If a claim like this moron’s is valid, then where does it stop? A street thug who shoots a robbery victim sues the good Samaritan or police officer whose intervention causes the gun to go off for his own emotional distress at having to do time or watching his victim bleed? Perhaps Captain Schettino should consider suing the people waving to his boat from the nearby shore which apparently caused him to divert the Costa Concordia into the rocks that sank his ship, killing several dozen people. Couldn’t he claim that their conduct ultimately have caused him emotional distress? And he’s likely going to have that whole “loss of liberty” claim to raise because of his probable incarceration. That’s the new tort law idea…even when your own personal conduct and actions cause death or destruction, just claim “it’s not my fault” and find someone else to whom you can pass the responsibility, and sue them for your own damages over the incident where you injured or killed someone else.

At least I’m happy to say that in Mr. Ruiz’ case, he filed his lawsuit himself, so we can’t blame this poppycock on some sleazy ambulance-chasing attorney.

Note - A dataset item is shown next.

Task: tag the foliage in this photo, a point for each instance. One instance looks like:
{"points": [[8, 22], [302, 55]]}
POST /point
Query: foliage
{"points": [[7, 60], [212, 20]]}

Anheuser-Busch Faces Class Action Suit Over Allegedly Watered Down Beer

There are no limits to the imagination of “class action” attorneys who want to find an issue to raise on behalf of those little people allegedly victimized by the conduct of the big corporate defendant. As most people know, the class plaintiffs in any such suit generally each get a few bucks, or a coupon for 50% off future purchases of the product in issue, while the attorneys reel in millions of dollars in fees for representing the class. I don’t begrudge the attorneys their contingent fee — if you take the risk of litigation you should reap the reward — but class action cases just seem so inequitable because instead of an individual plaintiff receiving the bulk of any settlement or verdict, millions of “plaintiffs” really get nothing. The more troubling part are the trivial things they come up with over which to file suit. The whole idea behind bringing a class action suit over some minor issue is that it is fiscally more reasonable for the defendant to settle the claim than to litigate it. I only wish more of them really went to trial, where the proof of some actual damage is required. The latest ingenious claim is that Anheuser-Busch has “watered down” their beer. To their credit, A-B is fighting back with an advertising campaign mocking the idea that they water down their product. But what I’d really like to see is the actual trial on these claims. How do the plaintiffs march into court and assert that they were damaged by getting LESS alcohol? Are they going to claim that in order to get good and wasted they had to buy 12 beers instead of 11? That when they got pulled over for drunk driving they only blew a .07 instead of the legally required .08 to get that DUI ticket because A-B was cheating them out of alcohol? And if it is really watered down, they likely got a few less calories than expected. Are they going to assert that their beer gut just doesn’t measure up to their buddies?http://www.dreamstime.com/stock-photography-pouring-beer-image5000172

We all understand the concept that we expect to get what we paid for. If you expected your beer to be 5% alcohol and for some reason it was only 4.9%, then the seller didn’t meet their end of the bargain. No doubt about it. And I guess this is what the plaintiff lawyers here are really trying to say. But seriously, is this the kind of thing that should be tying up our legal system? This is the kind of suit that really does give lawyers a bad name. I’m upset. Think I’ll go have a beer…or maybe two.